Kenzo melihat Daffa dan tersenyum lalu...


Brak !!!


Kenzo pingsan.


🌸🌸🌸🌸


"Kursi makin lama makin antik, kalau kamu makin lama makin cantik sayangku." Ucap Daffi saat melihat Viona sedang duduk di dekat halte setelah mengantar pesanan terkahir.


Viona hanya melihat sekilas lalu berniat pergi, tapi Daffi segera memegang tangan Viona.


" Maaf, aku harus pulang dan sebaiknya kamu harus menjaga sikap agar tidak ada hati yang terluka karena salah paham."


" Apa maksud mu?"


" Sudahlah Daffi, aku tahu kamu sudah bahagia dengan Lala. Jadi tidak perlu lagi datang dan menemuiku."


"Seandainya kamu jadi maling, aku akan jadi hansipnya. Iya, karena sampai kapan pun aku akan ngejar-ngejar kamu." Ucap Daffi sambil bersiap mengejar Viona yang sudah meninggalkan Daffi.

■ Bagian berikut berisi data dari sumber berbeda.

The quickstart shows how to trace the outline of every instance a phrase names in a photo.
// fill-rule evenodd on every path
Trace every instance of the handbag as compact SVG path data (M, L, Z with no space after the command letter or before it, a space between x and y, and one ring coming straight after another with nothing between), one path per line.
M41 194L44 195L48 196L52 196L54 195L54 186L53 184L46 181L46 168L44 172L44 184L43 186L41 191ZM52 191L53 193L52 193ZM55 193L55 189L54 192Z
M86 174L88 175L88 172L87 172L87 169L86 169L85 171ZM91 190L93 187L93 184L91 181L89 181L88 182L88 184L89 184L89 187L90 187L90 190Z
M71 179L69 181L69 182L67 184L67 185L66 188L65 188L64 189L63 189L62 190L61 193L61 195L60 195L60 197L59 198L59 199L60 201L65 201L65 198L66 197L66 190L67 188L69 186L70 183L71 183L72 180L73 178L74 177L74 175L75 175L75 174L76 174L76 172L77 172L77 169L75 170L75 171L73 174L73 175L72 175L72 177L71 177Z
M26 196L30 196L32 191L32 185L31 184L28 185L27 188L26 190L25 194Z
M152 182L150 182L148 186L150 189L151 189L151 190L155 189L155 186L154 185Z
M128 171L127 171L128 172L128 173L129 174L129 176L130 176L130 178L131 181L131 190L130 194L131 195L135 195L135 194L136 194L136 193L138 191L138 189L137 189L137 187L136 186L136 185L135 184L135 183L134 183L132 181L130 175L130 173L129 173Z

Sesampainya di rumah, Viona yang tahu bahwa Daffi mengikuti nya segera masuk ke dalam rumah dan ketika Viona akan menutup pintu, Daffi menahan nya.


" Viona, ada apa denganmu?"


" Kamu yang ada apa. Kenapa kamu muncul lagi di hadapan ku?"


" Itu karena aku sudah siap untuk menjadikan mu milikku satu satunya.."


Deg !!!


Viona melihat Daffi sekilas lalu mengalihkan pandangan ke arah lain.


"Sejak kenal kamu berat badanku nambah terus. Karena buat aku kamu tuh berat, berat untuk dilupain dan ditinggalin." Ucap Daffi.


"Ibarat sebuah jam, kamu itu baterainya. Soalnya hanya kamu yang mampu membuat jarum-jarum cintaku berputar."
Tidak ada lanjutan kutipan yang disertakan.